Setelah mengalami berbagai pasang-surut, industri gula Indonesia sekarang hanya
didukung oleh sekitar 60 pabrik gula (PG) yang aktif yaitu 43 PG yang dikelola BUMN dan 17
PG yang dikelola oleh swasta.

INDUSTRI GULA DI INDONESIA


Pada dekade terakhir, khususnya periode periode 1994-2004, industri gula Indonesia
menghadapi berbagai masalah yang signifikan. Salah satu indikator masalah industri gula
Indonesia adalah kecenderungan volume impor yang terus meningkat, dari 194,700 ton pada tahun
1986 menjadi 1.348 juta ton pada tahun 2004, atau meningkat dengan laju 11.4 % per tahun.
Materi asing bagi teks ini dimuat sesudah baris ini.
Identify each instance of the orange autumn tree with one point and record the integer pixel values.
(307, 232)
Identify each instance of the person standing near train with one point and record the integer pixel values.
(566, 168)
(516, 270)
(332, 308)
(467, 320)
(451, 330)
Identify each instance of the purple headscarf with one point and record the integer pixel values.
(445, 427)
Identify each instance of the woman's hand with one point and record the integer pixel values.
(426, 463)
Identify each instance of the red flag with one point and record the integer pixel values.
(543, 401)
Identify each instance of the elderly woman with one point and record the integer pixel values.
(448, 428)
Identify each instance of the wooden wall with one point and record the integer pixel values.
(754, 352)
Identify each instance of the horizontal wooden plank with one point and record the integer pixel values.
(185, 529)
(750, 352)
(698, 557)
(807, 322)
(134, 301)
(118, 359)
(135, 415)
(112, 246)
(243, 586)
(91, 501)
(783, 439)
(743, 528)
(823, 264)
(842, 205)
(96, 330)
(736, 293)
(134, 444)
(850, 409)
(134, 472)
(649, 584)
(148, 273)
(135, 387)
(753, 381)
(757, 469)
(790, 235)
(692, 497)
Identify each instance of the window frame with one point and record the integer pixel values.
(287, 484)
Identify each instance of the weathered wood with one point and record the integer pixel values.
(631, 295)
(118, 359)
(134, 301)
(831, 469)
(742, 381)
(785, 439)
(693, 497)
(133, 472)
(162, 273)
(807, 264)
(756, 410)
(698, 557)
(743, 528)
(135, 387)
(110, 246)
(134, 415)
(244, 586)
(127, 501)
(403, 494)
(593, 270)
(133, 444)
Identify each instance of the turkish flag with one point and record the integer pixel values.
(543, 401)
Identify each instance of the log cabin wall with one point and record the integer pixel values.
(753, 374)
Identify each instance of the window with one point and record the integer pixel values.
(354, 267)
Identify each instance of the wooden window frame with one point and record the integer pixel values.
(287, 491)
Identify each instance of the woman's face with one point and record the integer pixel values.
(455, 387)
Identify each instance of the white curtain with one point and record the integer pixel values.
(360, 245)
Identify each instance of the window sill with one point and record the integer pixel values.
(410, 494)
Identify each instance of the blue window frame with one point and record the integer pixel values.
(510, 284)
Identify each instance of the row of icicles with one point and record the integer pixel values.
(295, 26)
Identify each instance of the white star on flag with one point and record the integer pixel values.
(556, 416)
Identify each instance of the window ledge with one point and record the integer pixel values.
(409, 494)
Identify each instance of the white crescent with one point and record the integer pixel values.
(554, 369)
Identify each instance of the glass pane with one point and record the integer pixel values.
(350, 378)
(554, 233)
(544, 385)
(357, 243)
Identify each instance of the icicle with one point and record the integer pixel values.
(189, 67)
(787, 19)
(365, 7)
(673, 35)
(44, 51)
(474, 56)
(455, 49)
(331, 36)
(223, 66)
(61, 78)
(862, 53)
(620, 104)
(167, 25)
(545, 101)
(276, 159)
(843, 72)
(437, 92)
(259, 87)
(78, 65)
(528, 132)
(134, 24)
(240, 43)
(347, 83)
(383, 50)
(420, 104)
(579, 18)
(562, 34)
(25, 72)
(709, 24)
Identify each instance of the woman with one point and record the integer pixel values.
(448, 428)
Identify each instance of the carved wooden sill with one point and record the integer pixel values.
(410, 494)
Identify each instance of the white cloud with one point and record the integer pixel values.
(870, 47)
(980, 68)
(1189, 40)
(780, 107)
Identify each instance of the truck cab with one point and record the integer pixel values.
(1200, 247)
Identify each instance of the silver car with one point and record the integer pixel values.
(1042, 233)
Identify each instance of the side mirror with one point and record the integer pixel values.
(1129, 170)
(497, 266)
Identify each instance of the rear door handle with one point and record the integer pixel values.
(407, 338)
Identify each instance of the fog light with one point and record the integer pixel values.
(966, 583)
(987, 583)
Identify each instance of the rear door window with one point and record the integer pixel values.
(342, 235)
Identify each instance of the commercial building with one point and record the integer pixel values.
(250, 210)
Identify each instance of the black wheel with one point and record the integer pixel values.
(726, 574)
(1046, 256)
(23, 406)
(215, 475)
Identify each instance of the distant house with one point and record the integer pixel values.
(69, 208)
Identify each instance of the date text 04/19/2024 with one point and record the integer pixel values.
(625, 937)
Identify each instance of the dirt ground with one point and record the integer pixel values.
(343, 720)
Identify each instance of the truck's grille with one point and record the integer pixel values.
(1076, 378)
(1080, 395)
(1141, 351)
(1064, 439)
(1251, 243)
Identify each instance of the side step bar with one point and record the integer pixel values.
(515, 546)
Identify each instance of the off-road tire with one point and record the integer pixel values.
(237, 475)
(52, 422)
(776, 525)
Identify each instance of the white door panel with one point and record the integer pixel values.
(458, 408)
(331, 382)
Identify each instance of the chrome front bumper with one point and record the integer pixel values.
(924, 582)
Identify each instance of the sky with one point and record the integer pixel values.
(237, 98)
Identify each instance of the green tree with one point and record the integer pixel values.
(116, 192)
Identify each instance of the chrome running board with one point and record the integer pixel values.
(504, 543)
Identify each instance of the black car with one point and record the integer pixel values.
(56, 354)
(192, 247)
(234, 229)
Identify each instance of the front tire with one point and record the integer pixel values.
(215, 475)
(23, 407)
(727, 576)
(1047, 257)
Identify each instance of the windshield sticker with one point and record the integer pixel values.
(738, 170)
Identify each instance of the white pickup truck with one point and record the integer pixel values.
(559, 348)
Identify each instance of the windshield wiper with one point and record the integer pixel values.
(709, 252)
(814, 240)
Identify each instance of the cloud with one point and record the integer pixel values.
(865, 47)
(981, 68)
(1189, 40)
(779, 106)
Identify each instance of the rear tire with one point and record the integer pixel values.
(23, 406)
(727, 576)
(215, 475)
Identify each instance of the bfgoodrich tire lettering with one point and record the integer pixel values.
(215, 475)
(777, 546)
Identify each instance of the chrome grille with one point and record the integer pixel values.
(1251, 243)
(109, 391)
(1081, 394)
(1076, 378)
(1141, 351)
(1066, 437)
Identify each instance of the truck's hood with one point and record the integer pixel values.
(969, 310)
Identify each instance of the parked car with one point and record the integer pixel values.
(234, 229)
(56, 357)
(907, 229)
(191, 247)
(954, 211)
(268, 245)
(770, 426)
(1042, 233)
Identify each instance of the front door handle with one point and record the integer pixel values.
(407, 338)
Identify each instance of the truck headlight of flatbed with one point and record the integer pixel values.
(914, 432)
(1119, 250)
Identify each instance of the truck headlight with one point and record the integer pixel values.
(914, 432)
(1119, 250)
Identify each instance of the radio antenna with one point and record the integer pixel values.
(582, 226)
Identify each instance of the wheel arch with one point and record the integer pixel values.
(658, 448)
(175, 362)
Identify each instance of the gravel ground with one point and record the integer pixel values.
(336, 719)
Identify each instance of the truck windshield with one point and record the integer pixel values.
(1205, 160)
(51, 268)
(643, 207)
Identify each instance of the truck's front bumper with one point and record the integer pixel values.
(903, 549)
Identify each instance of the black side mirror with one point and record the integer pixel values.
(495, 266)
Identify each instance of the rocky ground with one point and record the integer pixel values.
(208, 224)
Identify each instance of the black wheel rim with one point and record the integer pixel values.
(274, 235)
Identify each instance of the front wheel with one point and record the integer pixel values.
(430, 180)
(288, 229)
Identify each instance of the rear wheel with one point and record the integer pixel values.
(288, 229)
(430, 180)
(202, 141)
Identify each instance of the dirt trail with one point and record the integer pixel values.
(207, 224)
Pada
periode 1994- 2004, impor gula meningkat dengan laju 7.8 % per tahun. Hal ini terjadi karena
ketika konsumsi terus meningkat dengan 1.2 % per tahun produksi gula dalam negeri menurun
dengan laju –1.8 per tahun.
GAMBARAN UMUM

Gula terdiri dari 3 macam yaitu gula kristal putih, gula kristal rafinasi, gula kristal mentah.
Namun, yang di produksi di Indonesia hanya gula kristal putih dan gula kristal rafinasi. Pemerintah
Indonesia membagi pasar domestik gula menjadi 3:

1. Penanaman gula putih untuk konsumsi rumah tangga


2. Bahan baku gula (raw sugar) untuk diproses sebagai rafinasi gula (refined sugar) domestic
3. Rafinasi gula untuk industri makanan dan minuman local
PRODUKSI DAN KONSUMSI GULA DI INDONESIA

Seperti yang dapat dilihat di tabel, jumlah konsumsi gula di Indonesia lebih banyak
daripada kemampuan produksi gula Indonesia. Meskipun terjadi peningkatan terhadap produksi
gula nasional namun angka produksi tersebut belum mampu memenuhi kebutuhan dalam negeri.
Sehingga untuk memenuhi kebutuhan gula nasional Indonesia harus melakukan impor gula yang
merupakan solusi untuk menutupi defisit kebutuhan gula Indonesia.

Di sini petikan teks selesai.